Honda, in a statement released September 12, said the proposed expansion is “unfair” and discriminatory against nonunion U.S. autoworkers. “If Congress is serious about addressing the climate crisis, as well as its goal to see these vehicles built in America, it should treat all EVs made by U.S. auto workers fairly and equally,” it said. In a letter to Congress reported by the Associated Press, Toyota Motors said the union-only tax credit was not only “biased” but “exorbitant.”
Tesla CEO Elon Musk wrote on social media that the proposal sounded like it was “written by Ford/UAW lobbyists, as they make their electric car in Mexico.” While Ford’s electric Mach-E Mustang is currently being built in Mexico, those vehicles won’t qualify for the tax credit, and Ford says future Mach-Es will soon be built in Michigan.
United Auto Workers President Ray Curry praised the provision and Kildee for proposing it. “I commend Representative Kildee for crafting legislation to protect and create more good paying union jobs for years to come,” said Curry. The UAW has previously expressed concern over the rise of electrified vehicles, which have less parts than conventional vehicles and require fewer workers to assemble.

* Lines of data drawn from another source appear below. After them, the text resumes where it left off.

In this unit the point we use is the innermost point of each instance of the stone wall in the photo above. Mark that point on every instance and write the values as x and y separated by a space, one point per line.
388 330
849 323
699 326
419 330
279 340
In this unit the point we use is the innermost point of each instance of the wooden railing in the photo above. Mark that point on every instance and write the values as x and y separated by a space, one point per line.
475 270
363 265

The Budget’s Uncertain Path Forward
Democrats are walking a knife’s edge to pass the budget. In the face of unanimous Republican opposition, the bill’s only hope for survival is unanimous Democratic support, which it currently does not have.

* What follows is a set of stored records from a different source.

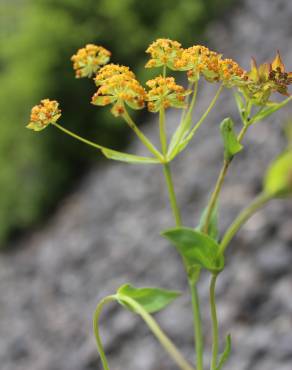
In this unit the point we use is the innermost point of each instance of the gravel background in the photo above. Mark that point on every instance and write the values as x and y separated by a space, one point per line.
107 233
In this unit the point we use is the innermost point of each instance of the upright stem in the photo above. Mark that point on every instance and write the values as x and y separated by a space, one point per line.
215 194
171 192
259 202
162 131
199 346
220 182
204 116
96 330
215 330
142 137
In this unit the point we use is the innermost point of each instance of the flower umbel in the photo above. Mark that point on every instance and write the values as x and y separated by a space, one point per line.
199 60
45 113
164 92
119 89
163 53
89 59
265 79
111 70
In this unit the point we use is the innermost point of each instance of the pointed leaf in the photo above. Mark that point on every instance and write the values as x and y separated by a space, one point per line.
129 158
213 224
272 108
278 179
231 144
151 299
226 353
196 248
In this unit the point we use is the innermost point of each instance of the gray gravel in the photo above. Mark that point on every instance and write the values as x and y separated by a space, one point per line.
107 233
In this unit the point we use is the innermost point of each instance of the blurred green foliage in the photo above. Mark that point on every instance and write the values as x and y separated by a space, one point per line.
37 39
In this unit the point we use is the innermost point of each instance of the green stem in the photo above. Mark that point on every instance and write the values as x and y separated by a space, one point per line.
204 116
215 194
68 132
172 196
215 330
162 131
142 137
220 182
96 330
172 350
258 203
193 287
199 346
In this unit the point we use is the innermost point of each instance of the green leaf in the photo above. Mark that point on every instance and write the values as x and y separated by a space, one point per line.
129 158
196 248
231 144
278 179
151 299
213 224
226 353
272 108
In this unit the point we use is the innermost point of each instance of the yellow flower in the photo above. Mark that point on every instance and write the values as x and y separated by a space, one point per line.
43 114
163 53
164 92
88 60
111 70
199 60
120 89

Democratic senator Joe Manchin of West Virginia, a key holdout, said this past weekend that he “cannot support $3.5 trillion.” Manchin prefers a budget closer to $1 or $1.5 trillion, he said, and he opposes any corporate tax rate more than 25%—1.5% less than the current proposals call for. Democratic senator Kyrsten Sinema of Arizona has also rejected the budget’s cost.
Democrats aiming to pass the bill using the budget reconciliation project need all 50 Senate Democrats, including Manchin and Sinema, to vote in favor of the bill to pass it without any Republican support.